# Ultraflaches Gaming-Notebook: MEDION ERAZER X7611 PCGH-Edition für 1.299 Euro [Anzeige]



## PCGH-Redaktion (21. Januar 2014)

Jetzt ist Ihre Meinung gefragt zu *Ultraflaches Gaming-Notebook: MEDION ERAZER X7611 PCGH-Edition für 1.299 Euro [Anzeige]*

					Das nagelneue MEDION® ERAZER® X7611 PCGH-Edition bietet viel Gaming-Power und ist trotzdem sehr kompakt! Das Notebook ist 23 Millimeter dünn und wiegt nur 2,7 Kilogramm, kommt aber trotzdem mit spieletauglicher Hardware wie Geforce GTX 765, Core i7-4700MQ und 17,3-Zoll-Full-HD-Display. 

					[size=-2]Bitte beachten Sie: Der Kommentarbereich wird gemäß der Forenregeln moderiert. Allgemeine Fragen und Kritik zu Online-Artikeln von PC Games Hardware sind im Feedback-Unterforum zu veröffentlichen und NICHT im Kommentarthread zu einer News. Dort werden sie ohne Nachfragen entfernt. Sollten Sie Fehler in einer News finden, schicken Sie diese bitte an online@pcgameshardware.de mit einem aussagekräftigen Betreff.[/size]
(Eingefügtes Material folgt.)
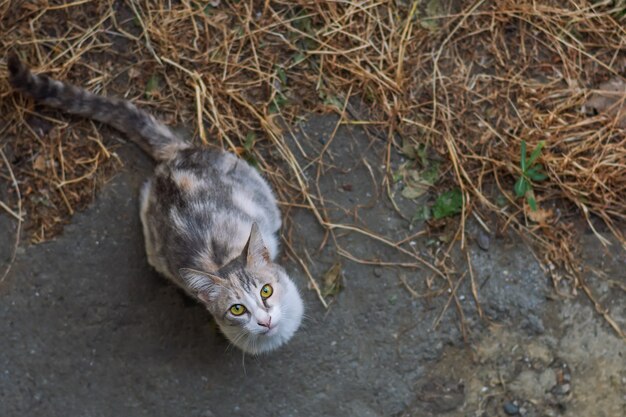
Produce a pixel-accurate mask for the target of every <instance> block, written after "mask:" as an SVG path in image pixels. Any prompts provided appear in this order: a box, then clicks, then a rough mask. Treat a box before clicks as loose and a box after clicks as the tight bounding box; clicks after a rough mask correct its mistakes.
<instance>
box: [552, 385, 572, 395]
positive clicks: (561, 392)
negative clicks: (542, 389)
mask: <svg viewBox="0 0 626 417" xmlns="http://www.w3.org/2000/svg"><path fill="white" fill-rule="evenodd" d="M571 388H572V387H571V385H570V384H563V385H557V386H555V387H554V389H553V390H552V393H553V394H554V395H567V394H569V392H570V390H571Z"/></svg>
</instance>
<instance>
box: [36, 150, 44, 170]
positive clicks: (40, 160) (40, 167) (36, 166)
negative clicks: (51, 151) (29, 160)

			Dieser Inhalt steht nur eingeloggten Mitgliedern zur Verfügung.
        

 Zurück zum Artikel: *Ultraflaches Gaming-Notebook: MEDION ERAZER X7611 PCGH-Edition für 1.299 Euro [Anzeige]*


----------



## jaggerbagger (21. Januar 2014)

*AW: Ultraflaches Gaming-Notebook: MEDION ERAZER X7611 PCGH-Edition für 1.299 Euro [Anzeige]*

Mal ein Medion, das nicht so sehr nach billigem Plastik aussieht.
Schon mal ein Pluspunkt, wie ich finde.


----------



## BertB (21. Januar 2014)

*AW: Ultraflaches Gaming-Notebook: MEDION ERAZER X7611 PCGH-Edition für 1.299 Euro [Anzeige]*

nice, 
wird bestimmt heiß wie sau, 
aber ich mag flache gamer läppis trotzdem sehr, 
preis scheint ziemlich fair


----------



## DriveByFM (21. Januar 2014)

*AW: Ultraflaches Gaming-Notebook: MEDION ERAZER X7611 PCGH-Edition für 1.299 Euro [Anzeige]*

Wird bestimmt laut und heiß weil selbst die "normalen" Medions das sind.

Ansonsten ist das Design endlichmal besser als sonst.


----------



## dynastes (21. Januar 2014)

*AW: Ultraflaches Gaming-Notebook: MEDION ERAZER X7611 PCGH-Edition für 1.299 Euro [Anzeige]*

Lautstärke steht in der Tabelle. Inwiefern man sich nach dem Kauf drauf berufen kann, ist eine andere Frage.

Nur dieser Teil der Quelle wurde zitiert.